La peinture verte sur les murs de la synagogue Agoudas Hakehilos à Paris le 31 mai 2025 ( AFP / Thibaud MORITZ )
Trois Serbes ont été mis en examen et écroués à Paris, suspectés d'avoir dégradé des lieux juifs à Paris avec de la peinture verte le week-end dernier "dans le but de servir les intérêts d’une puissance étrangère", possiblement la Russie.
Selon une source judiciaire, ces deux hommés nés en 1995 et un né en 2003 sont mis en cause pour dégradations commises en réunion, en raison de la religion ou de l’ethnie supposée, et pour servir les intérêts d’une puissance étrangère, ce qui est passible de 20 ans de détention criminelle et de 300.000 euros d'amende.
Selon une source proche du dossier, les enquêteurs suspectent la Russie d'avoir instigué ces actions, mais le dossier est à ce stade dépourvu d'éléments sur cela, selon une autre source proche.
La Serbie, où se sont installés plusieurs dizaines de Russes ces trois dernières années, n’a jamais coupé ses liens historiques et politiques avec la Russie et n’a imposé aucune sanction à Moscou depuis l'invasion de l’Ukraine en février 2022.
Contactés par l'AFP, les ministères serbes de la Justice et des Affaires étrangères n’avaient pas répondu vendredi.
Selon la source proche du dossier, les mis en cause auraient échangé des messages sur Telegram avec d'autres protagonistes qui n'auraient pas été interpellés à ce stade.
Les trois hommes, présentés par cette source comme des exécutants simplement motivés par une rémunération mais sans conscience des enjeux géopolitiques, avaient été interpellés lundi dans les Alpes-Maritimes alors qu'ils s'apprêtaient à quitter le territoire.
Deux suspects ont été placés en détention provisoire, le troisième sera fixé en milieu de semaine prochaine, selon la source judiciaire.
"Il y a une disproportion manifeste entre les faits reprochés et la qualification criminelle retenue pour tous, indifféremment du rôle de chacun", a réagi Julia d'Avout d'Auerstaedt, avocate d'un des deux frères mis en cause.
"Nous parlons uniquement de jets de peinture en contrepartie d’une somme d’argent dérisoire" a aussi déploré Reda Ghilaci, avocat d'un troisième homme établi en France depuis plusieurs années.

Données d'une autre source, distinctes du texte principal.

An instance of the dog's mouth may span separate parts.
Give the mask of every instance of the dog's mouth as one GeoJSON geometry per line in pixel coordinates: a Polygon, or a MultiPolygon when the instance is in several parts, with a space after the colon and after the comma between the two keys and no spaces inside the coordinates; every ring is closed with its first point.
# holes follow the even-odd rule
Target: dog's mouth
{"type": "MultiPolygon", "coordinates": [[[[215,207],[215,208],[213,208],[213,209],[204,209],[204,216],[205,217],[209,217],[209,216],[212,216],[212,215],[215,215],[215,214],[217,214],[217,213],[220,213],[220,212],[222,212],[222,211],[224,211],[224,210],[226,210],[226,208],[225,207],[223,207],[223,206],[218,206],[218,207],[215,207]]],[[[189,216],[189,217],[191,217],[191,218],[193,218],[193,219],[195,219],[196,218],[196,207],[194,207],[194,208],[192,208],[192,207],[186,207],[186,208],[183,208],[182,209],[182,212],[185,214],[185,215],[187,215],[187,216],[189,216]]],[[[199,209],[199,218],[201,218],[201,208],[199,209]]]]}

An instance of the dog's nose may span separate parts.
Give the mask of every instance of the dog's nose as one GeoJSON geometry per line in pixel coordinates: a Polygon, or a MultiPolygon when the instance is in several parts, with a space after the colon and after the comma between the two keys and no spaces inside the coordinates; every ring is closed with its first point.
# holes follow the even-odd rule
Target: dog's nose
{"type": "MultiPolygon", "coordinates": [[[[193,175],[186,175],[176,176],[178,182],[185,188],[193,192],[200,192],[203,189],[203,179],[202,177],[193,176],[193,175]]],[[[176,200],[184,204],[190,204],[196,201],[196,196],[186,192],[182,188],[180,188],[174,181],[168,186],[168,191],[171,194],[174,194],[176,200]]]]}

"Mon client a immédiatement reconnu les faits et a par ailleurs manifesté un profond respect pour notre pays dans lequel il a des attaches (...). Il avait sa place en comparution immédiate, pas à l’instruction criminelle", a-t-il ajouté.
- Opération de déstabilisation -
Dans la nuit de vendredi à samedi, ces trois hommes sont suspectés d'avoir aspergé de peinture verte le mur des Justes du Mémorial de la Shoah, deux synagogues et un restaurant de la communauté juive, situés dans le 4e arrondissement de la capitale, ainsi qu'une synagogue du 20e arrondissement.
Les faits ont été découverts au petit matin par des policiers en patrouille.

Des jets de peinture verte sur le mur des Justes au mémorial de la Shoah à Paris, le 31 mai 2025 ( AFP / Thibaud MORITZ )
Les caméras de surveillance du Mémorial et de deux synagogues ont capté des images de plusieurs hommes vêtus de noir. Un filmait, un autre lançait de la peinture, selon une des sources proches.
Aucun message ni revendication n'a été trouvé sur place.
Ces actes ont été immédiatement condamnés par le ministre de l'Intérieur Bruno Retailleau, la maire de Paris Anne Hidalgo et l'ensemble du spectre politique et a provoqué la colère d'Israël.
La piste d'une opération de déstabilisation venue de l'étranger a "dès le départ" été envisagée "compte tenu des similitudes avec le mode opératoire" utilisé pour les tags de mains rouges sur le mur des Justes du Mémorial, l'an dernier, a confié en début de semaine à l'AFP une source proche de l'enquête.
Dans cette affaire, trois Bulgares, soupçonnés de les avoir peintes, ont été mis en examen et écroués fin 2024.
Ces tags, symboles pouvant êtres liés au lynchage de soldats israéliens à Ramallah en 2000, ont été analysés par les services de sécurité comme une opération d'ingérence de la part de russophones.
A l'automne 2023, deux Moldaves ont été interpellés pour avoir tagué des étoiles de David sur des façades d'immeubles parisiens, dans une autre opération présumée d'ingérence.
Viginum, l'organisme français de lutte contre les ingérences numériques étrangères, a affirmé début mai que près de 80 opérations de désinformation avaient été menées en ligne entre fin août 2023 et début mars 2025 par "des acteurs russes" ciblant principalement le gouvernement ukrainien et les pays soutenant l'Ukraine, dont la France.